Proximal Policy Optimization (PPO)¶

Consider the following the following importance-weighted off-policy objective:

(1)¶\[J(\theta)\ =\ \mathbb{E}_t \left\{ \rho_\theta(S_t, A_t)\,\mathcal{A}(S_t, A_t) \right\}\]

where \(\mathcal{A}(s, a)\) is the advantage function and \(\rho_\theta(s, a)\) is the probability ratio, defined as:

\[\rho_\theta(s, a)\ =\ \frac{\pi_\theta(a|s)}{\pi_{\theta_\text{targ}}(a|s)}\]

The parameters \(\theta_\text{targ}\) are the weights of the behavior policy, which is to say \(A_t\sim\pi_{\theta_\text{targ}}(.|S_t)\) in Eq. (1).

Importance sampling and outliers

The use of the probability ratios like \(\rho_\theta(s, a)\) is known as importance sampling, which allows for us to create unbiased estimates from out-of-distribution (off-policy) samples. A big problem with importance sampling is that the probability ratios are unbounded from above, which often leads to overestimation or underestimation.

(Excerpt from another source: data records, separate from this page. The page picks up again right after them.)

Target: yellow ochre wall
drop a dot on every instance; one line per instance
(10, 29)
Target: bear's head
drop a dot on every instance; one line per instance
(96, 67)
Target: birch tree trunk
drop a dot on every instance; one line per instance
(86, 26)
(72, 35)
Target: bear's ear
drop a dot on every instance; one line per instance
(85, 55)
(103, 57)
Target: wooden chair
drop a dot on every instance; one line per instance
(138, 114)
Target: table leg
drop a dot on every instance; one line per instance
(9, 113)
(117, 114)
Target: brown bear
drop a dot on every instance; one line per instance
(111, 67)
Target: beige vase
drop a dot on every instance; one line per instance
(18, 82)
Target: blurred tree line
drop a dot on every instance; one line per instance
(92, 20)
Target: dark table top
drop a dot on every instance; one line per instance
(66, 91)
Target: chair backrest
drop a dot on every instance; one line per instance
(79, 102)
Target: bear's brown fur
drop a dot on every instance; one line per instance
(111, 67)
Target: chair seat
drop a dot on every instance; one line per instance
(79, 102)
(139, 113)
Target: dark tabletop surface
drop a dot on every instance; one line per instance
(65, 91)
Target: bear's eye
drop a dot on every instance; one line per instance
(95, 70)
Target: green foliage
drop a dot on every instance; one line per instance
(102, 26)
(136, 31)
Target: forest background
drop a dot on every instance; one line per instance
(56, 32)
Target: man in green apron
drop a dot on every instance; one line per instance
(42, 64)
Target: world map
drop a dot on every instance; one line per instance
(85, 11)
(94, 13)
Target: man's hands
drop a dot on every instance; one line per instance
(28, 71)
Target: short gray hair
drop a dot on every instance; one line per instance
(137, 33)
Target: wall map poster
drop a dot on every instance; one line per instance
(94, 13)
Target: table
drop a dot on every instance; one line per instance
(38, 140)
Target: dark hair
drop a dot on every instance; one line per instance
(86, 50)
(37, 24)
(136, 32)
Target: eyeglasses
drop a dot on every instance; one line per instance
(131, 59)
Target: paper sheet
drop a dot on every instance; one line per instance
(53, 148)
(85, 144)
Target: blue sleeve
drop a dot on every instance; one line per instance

Mitigating overestimation and the PPO-clip objective

The Proximal Policy Optimization (PPO) algorithm mitigates the problem of overestimation, leaving underestimation uncorrected for. This mitigation is achieved by effectively clipping the probability ratio in a specific way.

(2)¶\[J(\theta; s,a)\ =\ \min\Big( \rho_\theta(s,a)\,\mathcal{A}(s,a)\,,\ \bar{\rho}_\theta(s,a)\,\mathcal{A}(s,a) \Big)\]

where we introduced the clipped probability ratio:

\[\bar{\rho}_\theta(s,a)\ =\ \text{clip}(\rho_\theta(s,a), 1-\epsilon, 1+\epsilon)\]

The clipped estimate \(\bar{\rho}_\theta(s,a)\,\mathcal{A}(s,a)\) removes both overestimation and underestimation. Taking the minimal value between the unclipped and clipped estimates ensures that we don’t correct for underestimation. One reason to do this is that underestimation is harmless, but a more important reason is that it provides a path towards higher values of the expected advantage. In other words, not correcting for underestimation ensures that our objective stays concave.

Off-policy data collection

A very nice property of the clipped surrogate objective it that it allows for slightly more off-policy updates compared to the vanilla policy gradient. Moreover, it does this in a way that is compatible with our ordinary first-order optimization techniques.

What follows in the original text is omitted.